If one considers the wealth of suggestions and manifestations informing his releases, Simon Thacker’s prolific versatility might theoretically introduce a risk of excessive fragmentation. In reality, that possibility does not exist; the Scottish guitarist and composer is the owner of a visionary kind of lucidity. In every aspect of his sonic idiom, Thacker gifts the audience with charming acoustic problems of practically immediate solution. We’re thrown into a context of near-hyperreality where intuition and comprehension merge into a single entity, the acquisition of fundamental data refracted all across the listening experience.

Ritmata is one of the various ensembles founded by Thacker to summarize what he calls his Tàradh, namely – in short – the foreknowledge related to the actual occurrence of an imagined or desired event. Comprising pianist Paul Harrison, double bassist Andrew Robb and drummer Stu Brown, the group is a refined example of the conceptual structure typifying the vast majority of Thacker’s output, at once imbued with tangible kinetic/rhythmic difficulties and transcendental poetry.

The compositions presented here (“written or reimagined”, as per the deus ex machina’s description) do not give chances to ennui; not that we had any doubts. Characterized by multifarious stylistic combinations endowed with vibrational momentum – just listen to those strings, woods and skins quivering under the players’ vigor in “Taijasa” – they will appeal to listeners interested in the evolution of guitar-based dialectics within a technically advanced ensemble. Picture a cross between an unplugged Mahavishnu and Oregon, and you’re about halfway through the understanding of the musicians’ cohesive empathy. And if you are not aware of Thacker’s talent on his instrument yet, look no further than the compendious virtuosity of “Consus”.

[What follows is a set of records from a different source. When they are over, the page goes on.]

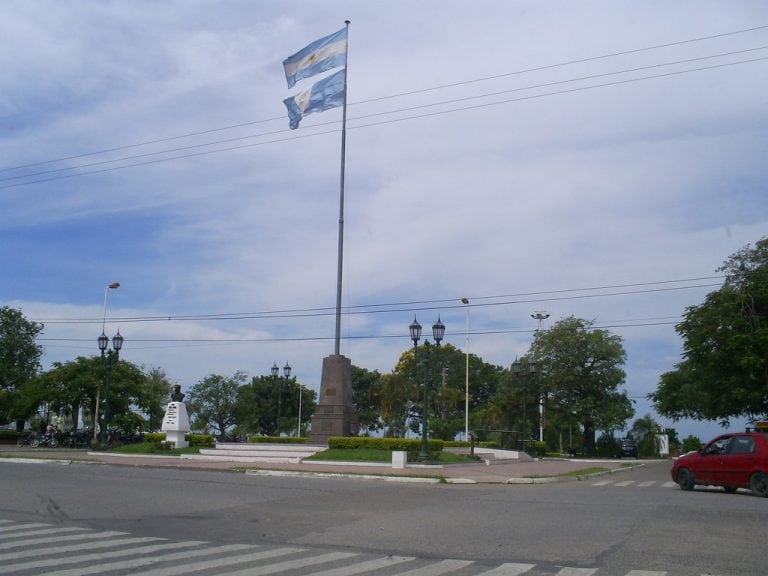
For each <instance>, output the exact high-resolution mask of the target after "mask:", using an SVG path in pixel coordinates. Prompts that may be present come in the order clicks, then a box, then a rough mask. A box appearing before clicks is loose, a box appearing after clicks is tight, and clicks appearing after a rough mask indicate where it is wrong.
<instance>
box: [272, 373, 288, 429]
mask: <svg viewBox="0 0 768 576" xmlns="http://www.w3.org/2000/svg"><path fill="white" fill-rule="evenodd" d="M270 372H271V373H272V378H274V379H275V383H276V384H277V435H278V436H280V412H281V411H282V410H281V409H282V405H283V382H282V380H278V379H277V377H278V375H279V374H280V368H278V367H277V362H274V363H273V364H272V368H270ZM283 376H284V377H285V380H286V381H287V380H288V378H290V377H291V367H290V365H289V364H288V362H286V363H285V366H283Z"/></svg>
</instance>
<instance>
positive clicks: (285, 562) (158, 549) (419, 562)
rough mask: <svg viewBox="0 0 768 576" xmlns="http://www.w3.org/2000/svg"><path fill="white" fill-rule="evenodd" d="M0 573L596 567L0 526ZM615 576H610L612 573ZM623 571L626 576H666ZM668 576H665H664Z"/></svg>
mask: <svg viewBox="0 0 768 576" xmlns="http://www.w3.org/2000/svg"><path fill="white" fill-rule="evenodd" d="M0 574H8V575H14V576H33V575H34V576H54V575H55V576H83V575H87V574H99V575H101V574H104V575H110V574H113V575H115V576H117V575H131V576H175V575H181V574H200V575H205V576H209V575H210V576H261V575H268V574H275V575H281V574H286V575H288V574H290V575H291V576H295V575H299V574H313V575H315V576H357V575H359V574H366V575H376V574H379V575H386V576H442V575H444V574H445V575H450V576H600V574H601V571H600V569H598V568H583V567H581V568H579V567H568V566H537V565H535V564H524V563H515V562H505V563H499V564H497V565H487V564H482V563H479V562H475V561H472V560H461V559H435V558H418V557H414V556H393V555H382V554H375V553H373V554H372V553H359V552H351V551H339V550H332V549H325V550H324V549H318V548H308V547H302V546H280V545H254V544H215V543H211V542H205V541H198V540H188V541H173V540H171V539H168V538H156V537H142V536H135V535H131V534H129V533H126V532H118V531H110V530H103V531H96V530H91V529H88V528H80V527H59V526H55V525H53V524H46V523H40V522H18V521H12V520H6V519H0ZM611 574H615V573H611ZM667 574H668V573H667V572H660V571H647V570H630V571H628V572H626V576H667ZM670 576H672V575H671V574H670Z"/></svg>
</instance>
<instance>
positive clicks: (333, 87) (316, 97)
mask: <svg viewBox="0 0 768 576" xmlns="http://www.w3.org/2000/svg"><path fill="white" fill-rule="evenodd" d="M346 73H347V70H346V68H345V69H344V70H339V71H338V72H336V73H335V74H331V75H330V76H328V77H327V78H323V79H322V80H318V81H317V82H315V83H314V84H313V85H312V88H310V89H309V90H304V91H303V92H299V93H298V94H296V95H295V96H291V97H290V98H286V99H285V100H283V103H284V104H285V107H286V108H288V118H290V127H291V130H295V129H296V128H298V127H299V122H301V119H302V118H303V117H304V116H306V115H307V114H311V113H312V112H322V111H323V110H328V109H329V108H335V107H337V106H341V105H342V104H344V82H345V81H346Z"/></svg>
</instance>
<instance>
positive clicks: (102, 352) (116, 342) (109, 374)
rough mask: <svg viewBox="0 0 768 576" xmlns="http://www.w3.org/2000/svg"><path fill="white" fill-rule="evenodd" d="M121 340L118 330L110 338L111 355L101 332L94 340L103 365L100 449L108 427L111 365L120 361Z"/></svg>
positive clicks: (111, 365) (103, 440)
mask: <svg viewBox="0 0 768 576" xmlns="http://www.w3.org/2000/svg"><path fill="white" fill-rule="evenodd" d="M123 340H124V338H123V336H122V335H121V334H120V330H118V331H117V334H115V335H114V336H113V337H112V350H113V351H114V353H112V350H111V351H109V352H107V348H108V347H109V338H108V337H107V335H106V334H105V333H104V332H102V333H101V336H99V337H98V338H97V339H96V341H97V342H98V344H99V350H100V351H101V362H102V364H103V365H104V377H103V386H104V396H103V398H102V402H103V403H104V407H103V408H102V410H101V414H102V416H101V430H100V434H99V444H100V445H101V447H102V448H106V447H107V427H108V426H109V412H108V409H109V377H110V373H111V372H112V365H113V364H116V363H117V362H118V360H120V349H121V348H122V347H123ZM94 424H95V423H94ZM94 428H95V426H94Z"/></svg>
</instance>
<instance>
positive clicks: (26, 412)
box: [0, 306, 43, 424]
mask: <svg viewBox="0 0 768 576" xmlns="http://www.w3.org/2000/svg"><path fill="white" fill-rule="evenodd" d="M42 331H43V325H42V324H38V323H37V322H31V321H29V320H27V319H26V318H25V317H24V315H23V314H22V313H21V312H20V311H18V310H15V309H13V308H9V307H7V306H3V307H2V308H0V424H5V423H7V422H9V421H11V420H18V419H22V420H23V419H26V417H27V416H28V414H29V410H28V409H29V406H28V405H27V404H28V402H26V401H25V400H24V394H23V389H24V387H25V386H26V385H28V383H29V382H30V381H31V380H32V378H34V376H35V375H36V374H37V372H38V370H39V369H40V356H41V354H42V352H43V349H42V346H40V345H38V344H37V343H36V342H35V338H37V336H38V335H39V334H40V333H42Z"/></svg>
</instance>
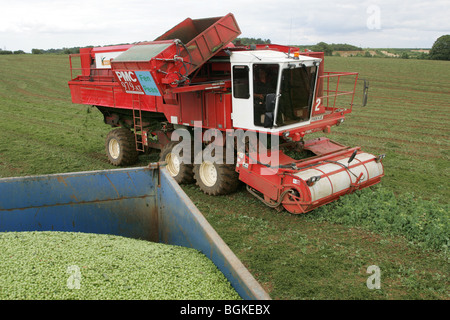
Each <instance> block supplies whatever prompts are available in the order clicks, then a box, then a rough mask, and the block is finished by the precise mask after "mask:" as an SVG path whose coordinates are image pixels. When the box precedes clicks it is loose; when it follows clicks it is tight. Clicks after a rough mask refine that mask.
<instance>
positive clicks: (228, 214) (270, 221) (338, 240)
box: [0, 54, 450, 300]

However, a clear sign of openness towards the incorporation of tradition is represented by “Muero Yo De Amor”, an ancient Sephardic tune rendered by Spanish cantaora Ángeles Toledano. In a sense, this piece represents the program’s watershed. Hearing words of love passionately intoned in the midst of a complex contrapuntal fabric synthesizes ​​the multiplicity of intents defining Thacker’s attentive analysis of the extracorporeal currents in which he’s immersed. From them, the man’s art takes its necessary lifeblood and moves unpredictably as we keep tapping our foot in vain, looking for an impossibly odd-metered coordination. Always smiling inside, though.